MAHKEMESİ :İŞ MAHKEMESİ
DAVA : Davacı vekili, davacı işçinin iş sözleşmesinin geçerli neden olmadan feshedildiğini belirterek 4857 sayılı İş Kanunu"nun 18 ve devamı maddeleri uyarınca feshin geçersizliğine ve işe iadesine karar verilmesini istemiştir.
Mahkemece, davanın kabulüne karar verilmiştir.

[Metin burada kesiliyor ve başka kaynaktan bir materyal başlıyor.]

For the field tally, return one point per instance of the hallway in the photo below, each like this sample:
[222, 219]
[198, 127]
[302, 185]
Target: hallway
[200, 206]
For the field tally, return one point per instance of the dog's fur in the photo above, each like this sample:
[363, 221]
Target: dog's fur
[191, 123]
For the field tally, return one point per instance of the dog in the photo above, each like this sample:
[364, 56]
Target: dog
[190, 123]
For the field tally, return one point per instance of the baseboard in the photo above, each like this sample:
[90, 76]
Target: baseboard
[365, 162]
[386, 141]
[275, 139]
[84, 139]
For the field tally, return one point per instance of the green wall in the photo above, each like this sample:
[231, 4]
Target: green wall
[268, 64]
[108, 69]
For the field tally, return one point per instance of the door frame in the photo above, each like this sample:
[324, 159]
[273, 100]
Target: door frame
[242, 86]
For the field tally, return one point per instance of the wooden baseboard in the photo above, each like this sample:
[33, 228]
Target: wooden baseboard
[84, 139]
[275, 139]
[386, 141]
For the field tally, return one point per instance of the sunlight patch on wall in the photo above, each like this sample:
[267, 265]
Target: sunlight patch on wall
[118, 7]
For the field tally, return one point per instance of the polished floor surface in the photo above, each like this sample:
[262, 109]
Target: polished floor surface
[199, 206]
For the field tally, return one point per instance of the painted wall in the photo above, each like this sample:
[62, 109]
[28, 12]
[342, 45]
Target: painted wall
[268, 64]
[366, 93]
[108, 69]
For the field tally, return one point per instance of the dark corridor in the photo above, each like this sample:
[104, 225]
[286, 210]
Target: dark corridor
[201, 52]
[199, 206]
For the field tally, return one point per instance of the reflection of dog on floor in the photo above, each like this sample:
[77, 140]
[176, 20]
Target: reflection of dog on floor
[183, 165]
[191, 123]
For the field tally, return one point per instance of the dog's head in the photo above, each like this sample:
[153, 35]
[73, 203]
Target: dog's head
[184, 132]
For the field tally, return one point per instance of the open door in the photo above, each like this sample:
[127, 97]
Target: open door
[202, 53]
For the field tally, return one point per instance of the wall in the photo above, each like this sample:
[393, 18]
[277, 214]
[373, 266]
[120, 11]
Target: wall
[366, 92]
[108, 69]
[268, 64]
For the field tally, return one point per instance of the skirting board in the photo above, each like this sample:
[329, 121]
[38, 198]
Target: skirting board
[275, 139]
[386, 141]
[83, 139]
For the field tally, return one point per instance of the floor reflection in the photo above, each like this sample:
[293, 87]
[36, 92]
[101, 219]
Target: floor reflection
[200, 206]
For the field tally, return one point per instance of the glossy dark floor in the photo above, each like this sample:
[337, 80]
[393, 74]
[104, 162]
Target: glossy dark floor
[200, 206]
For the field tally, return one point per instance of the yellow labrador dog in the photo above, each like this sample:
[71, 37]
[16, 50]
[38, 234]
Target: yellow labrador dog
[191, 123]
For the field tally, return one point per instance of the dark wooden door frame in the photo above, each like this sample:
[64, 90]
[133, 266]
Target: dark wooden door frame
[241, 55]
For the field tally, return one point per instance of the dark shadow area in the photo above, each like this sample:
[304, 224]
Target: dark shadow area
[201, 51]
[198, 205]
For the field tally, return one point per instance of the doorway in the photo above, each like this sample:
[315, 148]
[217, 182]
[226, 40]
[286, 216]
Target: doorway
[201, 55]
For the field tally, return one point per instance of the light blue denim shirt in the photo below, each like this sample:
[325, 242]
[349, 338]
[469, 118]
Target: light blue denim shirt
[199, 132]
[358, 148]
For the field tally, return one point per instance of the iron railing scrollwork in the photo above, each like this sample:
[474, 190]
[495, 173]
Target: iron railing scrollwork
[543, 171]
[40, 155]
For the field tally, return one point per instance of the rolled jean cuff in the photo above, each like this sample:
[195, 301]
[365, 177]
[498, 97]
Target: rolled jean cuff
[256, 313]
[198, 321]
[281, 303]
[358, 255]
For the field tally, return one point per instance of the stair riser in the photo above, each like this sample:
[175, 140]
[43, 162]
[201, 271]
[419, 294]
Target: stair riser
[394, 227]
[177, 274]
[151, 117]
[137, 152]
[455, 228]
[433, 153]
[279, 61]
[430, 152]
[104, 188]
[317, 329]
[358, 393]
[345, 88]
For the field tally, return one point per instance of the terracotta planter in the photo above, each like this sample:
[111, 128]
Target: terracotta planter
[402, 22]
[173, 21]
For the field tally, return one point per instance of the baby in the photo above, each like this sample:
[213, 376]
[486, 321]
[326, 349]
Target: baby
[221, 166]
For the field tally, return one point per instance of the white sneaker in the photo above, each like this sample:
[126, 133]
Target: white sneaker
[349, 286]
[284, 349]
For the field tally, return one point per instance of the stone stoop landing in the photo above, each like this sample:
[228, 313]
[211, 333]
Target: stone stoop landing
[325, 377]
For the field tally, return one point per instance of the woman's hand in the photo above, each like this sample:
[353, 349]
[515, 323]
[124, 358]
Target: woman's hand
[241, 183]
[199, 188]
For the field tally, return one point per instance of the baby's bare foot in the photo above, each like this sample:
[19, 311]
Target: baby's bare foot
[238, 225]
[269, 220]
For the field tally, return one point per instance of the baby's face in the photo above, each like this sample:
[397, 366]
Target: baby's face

Hüküm süresi içinde davalı avukatı tarafından temyiz edilmiş olmakla, dava dosyası için Tetkik Hakimi ... tarafından düzenlenen rapor dinlendikten sonra dosya incelendi, gereği konuşulup düşünüldü:
Y A R G I T A Y K A R A R I
A) Davacı İsteminin Özeti:
Davacı vekili, davacı işçiye ile beraber 42 işçinin iş akdinin sona erdirilmek istendiğini fakat davalı işverenin bu işçilerden almaya hak kazandıkları tazminatların bir kısmından feragat etmelerini isteğini, bu isteklerin kabul edilmemesiyle müvekkilin rızası hilafına zorla emekliye ayrılmak durumunda bırakıldığını ve bunu takiben iş akdinin sonlandırıldığını, imzalamadığı takdirde davalı işyeri tarafından kıdem tazminatı alamayacağına yönelik sair açık tehditlere başvurulduğunu, oysa emekli olmaya yönelik rızasının ve iradesinin bulunmadığını, işçilere zorla imzalatılan matbu dilekçelerin rızası hilafına olduğunu belirterek, 4857 sayılı İş Kanunu’nun 18 ve devamı maddeleri uyarınca feshin geçersizliğine ve işe iadesine karar verilmesini talep etmiştir.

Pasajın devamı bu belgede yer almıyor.